Desarmonia, e ... oops! esperem um instante. “Tai kat lai si”. Já está, pronto. Desarmonia foi o que tivemos na apresentação da obra de uma artista num dos casinos do território, algo que mistura a mitologia nórdica com os congelados da Pescanova. Excessivamente zelosos na missão de afastar o azar dos tentáculos das servas de Odin, os seguranças desse casino neutralizaram um elemento que mais tarde se viria a saber ser um ... jornalista. Ora bolas, que azar. O tipo tinha óculos, uma câmara na mão, cara de tótó, e se há algo que aprenderam com outros eventos formais onde participam figuras importantes ou de estado é que este é o tipo que corresponde à descrição de … de qualquer coisa que dá azar, pronto. Mas lá está, depois de lhe chegarem a roupa ao pêlo sem apelo nem agravo, um momento Kodak (para mais tarde recordar), o departamento de relações públicas do tal casino apresentou um pedido de desculpas ao profissional da comunicação social. Não acredito que estejam arrependidos, ou que não fariam o mesmo agora, sabendo o que sabem, mas para todos efeitos “não foi por mal”, enfim, pediram desculpa. “Tai kat lai si”.

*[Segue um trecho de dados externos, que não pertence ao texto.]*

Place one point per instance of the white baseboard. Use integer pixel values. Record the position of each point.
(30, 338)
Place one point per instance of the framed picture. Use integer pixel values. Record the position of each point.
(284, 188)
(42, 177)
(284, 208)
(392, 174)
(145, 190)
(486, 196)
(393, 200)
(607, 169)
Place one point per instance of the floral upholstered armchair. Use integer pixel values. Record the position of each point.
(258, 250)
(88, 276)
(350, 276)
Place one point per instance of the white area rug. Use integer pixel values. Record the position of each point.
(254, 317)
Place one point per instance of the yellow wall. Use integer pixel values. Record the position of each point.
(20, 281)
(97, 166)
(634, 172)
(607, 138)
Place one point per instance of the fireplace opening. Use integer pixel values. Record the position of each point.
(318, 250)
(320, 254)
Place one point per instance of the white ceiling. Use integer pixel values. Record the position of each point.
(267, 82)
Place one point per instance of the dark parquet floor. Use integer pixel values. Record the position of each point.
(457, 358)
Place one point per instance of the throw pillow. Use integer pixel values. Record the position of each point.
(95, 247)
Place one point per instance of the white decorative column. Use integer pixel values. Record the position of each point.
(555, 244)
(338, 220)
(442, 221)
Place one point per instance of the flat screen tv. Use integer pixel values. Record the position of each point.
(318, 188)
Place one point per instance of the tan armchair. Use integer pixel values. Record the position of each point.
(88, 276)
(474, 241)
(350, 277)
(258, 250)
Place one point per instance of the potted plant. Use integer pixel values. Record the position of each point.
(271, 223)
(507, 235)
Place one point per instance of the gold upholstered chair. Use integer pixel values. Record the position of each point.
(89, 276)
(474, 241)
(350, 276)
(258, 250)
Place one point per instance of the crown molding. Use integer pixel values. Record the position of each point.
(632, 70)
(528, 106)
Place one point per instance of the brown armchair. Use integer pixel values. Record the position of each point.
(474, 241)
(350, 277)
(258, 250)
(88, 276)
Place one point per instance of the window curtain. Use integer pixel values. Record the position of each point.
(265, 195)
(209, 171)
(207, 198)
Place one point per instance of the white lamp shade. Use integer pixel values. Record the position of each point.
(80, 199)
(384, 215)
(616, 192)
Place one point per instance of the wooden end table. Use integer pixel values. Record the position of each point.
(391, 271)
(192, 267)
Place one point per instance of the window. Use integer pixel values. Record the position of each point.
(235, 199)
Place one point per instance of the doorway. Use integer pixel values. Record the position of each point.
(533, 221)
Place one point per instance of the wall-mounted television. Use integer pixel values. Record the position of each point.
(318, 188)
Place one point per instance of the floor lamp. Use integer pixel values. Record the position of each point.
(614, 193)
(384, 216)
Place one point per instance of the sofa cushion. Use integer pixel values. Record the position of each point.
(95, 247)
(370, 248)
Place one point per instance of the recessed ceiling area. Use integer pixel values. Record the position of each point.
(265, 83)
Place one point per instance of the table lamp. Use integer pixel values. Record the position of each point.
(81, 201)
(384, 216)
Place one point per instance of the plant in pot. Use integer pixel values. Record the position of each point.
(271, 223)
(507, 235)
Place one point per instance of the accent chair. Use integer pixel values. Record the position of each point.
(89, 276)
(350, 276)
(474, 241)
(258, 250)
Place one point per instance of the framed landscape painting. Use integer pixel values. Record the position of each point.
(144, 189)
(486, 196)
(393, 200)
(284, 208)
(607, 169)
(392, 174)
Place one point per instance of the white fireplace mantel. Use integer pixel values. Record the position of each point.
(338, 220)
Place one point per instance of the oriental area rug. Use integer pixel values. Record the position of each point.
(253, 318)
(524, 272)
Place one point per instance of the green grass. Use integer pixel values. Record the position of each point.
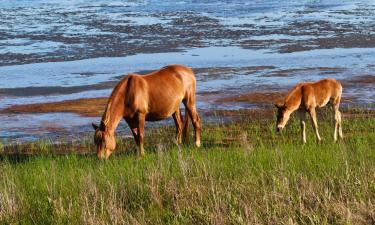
(245, 173)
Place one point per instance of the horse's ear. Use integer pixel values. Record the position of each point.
(278, 105)
(94, 126)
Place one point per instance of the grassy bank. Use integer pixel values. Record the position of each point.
(244, 174)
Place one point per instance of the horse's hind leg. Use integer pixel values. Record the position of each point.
(338, 128)
(141, 126)
(302, 116)
(192, 110)
(314, 123)
(178, 122)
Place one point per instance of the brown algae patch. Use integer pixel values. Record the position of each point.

O que também tem o seu quê de aziago é ser suspeito de um acto de censura, e logo numa sociedade onde se apregoa (sem grande firmeza) a liberdade de expressão, mesmo que na sua vertente de “existe, mas vocês abusam dela”. Diz-se por aí que o filme “Selma” foi censurado em Macau, tendo sido retirado da lista dos cinemas da UA Galaxy. Ora essa, mas porquê? Pelo título aparenta ter um enredo perfeitamente inofensivo. Seria esta “Selma” uma rameira, e a película de “hardcore”, daquelas em que até a tela onde é projectada começa a suar em catadupa? Nada disso, pois este filme em que o protagonista é o dr. Martin Luther King tem como temática as marchas entre a estação rodoviária situada na pequena localidade de Selma, no estado do Alabama – daí o título – até Montgomery, capital desse mesmo estado. Marchas essas realizadas em nome dos direitos civis, nomeadamente o direito ao voto dos cidadãos negros norte-americanos e … espera lá … “direitos civis”? “Direito ao voto”? Isso traz água no bico, pois uma das qualidades que tornam Macau num lugar tão único que às vezes parece que nem existe, é o de palavras como “direitos civis” ou “sufrágio universal” estarem carregadas de uma carga negativa de zica. “Tai kat lai si”.
O responsável pela tutela dos espectáculos já veio refutar tais acusações, dizendo que Macau “é uma sociedade aberta” (menos para os que são barrados nos postos fronteiriços, antes que alcancem a “abertura”), e que um acto desta natureza seria “impossível”, pois então. Claro que sim, tem toda a razão, chefe. Mas alguma vez Macau censuraria um filme, que é algo que dá trabalho, e é preciso ver o filme, e decidir que partes cortar? Basta não exibi-lo, pronto, atirando-o de uma das janelas abertas desta enorme sociedade aberta. E como é que vocês podem dizer que foi “censurado”, se não o viram? Essa mania de falar sem conhecimento de causa ainda vos vai trazer dissabores. Salvo seja, claro. “Choooiii … tai kat lai si, loh”.